Die Ordensschnalle einer “Schwester” mit dem Marienkreuz
Das Marienkreuz - Kriegsverdienstkreuz für Frauen und Jungfrauen - wurde erst recht spät im 1.Weltkrieg; am 10.01.1918 durch Herzog Friedrich II. gestiftet.
Die Schaffung einer speziellen Frauen- Auszeichnung für Kriegsverdienste wurde in Anhalt bereits seit 1915 verfolgt, allerdings sträubte sich der Herzog bis Oktober 1917 dagegen. Nachdem ein Großteil der deutschen Bundestaaten Auszeichnungen speziell für Frauen bzw. für beide Geschlechter stifteten, gab der Herzog seinen Widerstand auf und schuf als vorletzter deutscher Fürst ein entsprechendes Ehrenzeichen.
Der letzte in der Runde war der Schwarzburger Fürst mit dem kurz darauf, am 19.02.1918, gestifteten Anna- Luisen- Verdienstzeichen.
Ausgezeichnet mit dem Marienkreuz wurden Frauen und Jungfrauen für Verdienste in der Pflege verwundeter und kranker Soldaten oder für sonstige aufopfernde Tätigkeiten in der Kriegsfürsorge.
Unser Altmeister der anhaltinischen Ordenskunde Gerd Scharfenberg hatte beim Verfassen seines Grundlagenwerks aufgrund der mangelnden Aktenlage noch über tatsächliche Verleihungen des Marienkreuzes spekulieren müssen.

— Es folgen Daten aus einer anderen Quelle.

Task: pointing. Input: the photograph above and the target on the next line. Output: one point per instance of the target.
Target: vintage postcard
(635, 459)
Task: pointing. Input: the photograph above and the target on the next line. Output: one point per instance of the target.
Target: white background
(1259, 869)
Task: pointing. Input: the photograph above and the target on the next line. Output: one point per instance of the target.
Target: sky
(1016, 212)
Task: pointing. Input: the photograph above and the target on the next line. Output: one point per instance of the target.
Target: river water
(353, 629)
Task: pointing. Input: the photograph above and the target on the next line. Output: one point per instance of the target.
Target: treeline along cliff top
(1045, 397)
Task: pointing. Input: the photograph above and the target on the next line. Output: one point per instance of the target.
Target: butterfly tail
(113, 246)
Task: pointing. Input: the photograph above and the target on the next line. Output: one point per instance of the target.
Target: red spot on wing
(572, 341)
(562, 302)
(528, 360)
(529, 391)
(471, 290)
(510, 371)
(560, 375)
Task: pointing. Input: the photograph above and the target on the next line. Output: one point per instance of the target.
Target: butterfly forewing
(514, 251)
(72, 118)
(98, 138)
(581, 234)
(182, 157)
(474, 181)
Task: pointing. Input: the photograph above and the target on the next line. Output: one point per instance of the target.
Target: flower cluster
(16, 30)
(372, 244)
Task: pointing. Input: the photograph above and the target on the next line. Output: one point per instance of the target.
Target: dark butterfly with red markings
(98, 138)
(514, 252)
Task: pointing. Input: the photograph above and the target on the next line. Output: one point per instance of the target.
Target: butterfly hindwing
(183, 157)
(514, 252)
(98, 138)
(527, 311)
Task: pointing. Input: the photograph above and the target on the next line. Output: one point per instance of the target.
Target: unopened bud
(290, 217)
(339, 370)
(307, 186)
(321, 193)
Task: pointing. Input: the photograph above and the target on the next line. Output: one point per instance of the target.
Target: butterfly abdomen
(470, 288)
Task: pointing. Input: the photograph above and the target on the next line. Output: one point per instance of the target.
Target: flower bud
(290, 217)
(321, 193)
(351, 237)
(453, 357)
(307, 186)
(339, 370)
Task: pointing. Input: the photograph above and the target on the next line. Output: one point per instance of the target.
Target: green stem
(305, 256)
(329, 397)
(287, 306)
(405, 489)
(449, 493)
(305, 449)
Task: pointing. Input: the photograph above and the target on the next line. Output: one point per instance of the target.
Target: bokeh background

Mittlerweile ist dank weitere Bemühungen Scharfenbergs und Eike Lehmanns die nur 63 Namen beinhaltende Trägerliste des Marienkreuzes „ans Licht gekommen“ und steht uns auf der Website der DGO zur Verfügung.
Abb 1: Typische Damenschleife
Die Kreuze sollen vom Hofjuwelier Heinzelmann aus Dessau entworfen und hergestellt worden sein. Sie sind aus versilberter Bronze, ca. 35,5 mm breit und ca. 9,7 g schwer.
Die Vorderseite zeigt auf dem oberen Kreuzarm eine kleine 5-bügelige Krone, auf dem unteren Kreuzarm die Jahreszahl 1918. Das runde Mittelschild mit erhöhtem, glatten Rand zeigt die ineinander verschlungenen Buchstaben M und F für Herzogin Marie und Herzog Friedrich. Das rückseitige Mittelschild zeigt das anhaltinische Wappen. Das Band ist 25 mm breit, dunkelgrün, mit 2 weißen, 1 mm breiten Seitenstreifen.
Bei der vorliegenden großen Ordensschnalle treffen mehrere für mich interessante Aspekte aufeinander. Zum einen ist ein Marienkreuz von Anhalt per se nur sehr selten anzutreffen; zum anderen ist es für eine weibliche mit Orden bzw. Ehrenzeichen Beliehene auch ungewöhnlich, diese anstatt an den üblichen Damenschleifen als Ordensschnalle zu tragen.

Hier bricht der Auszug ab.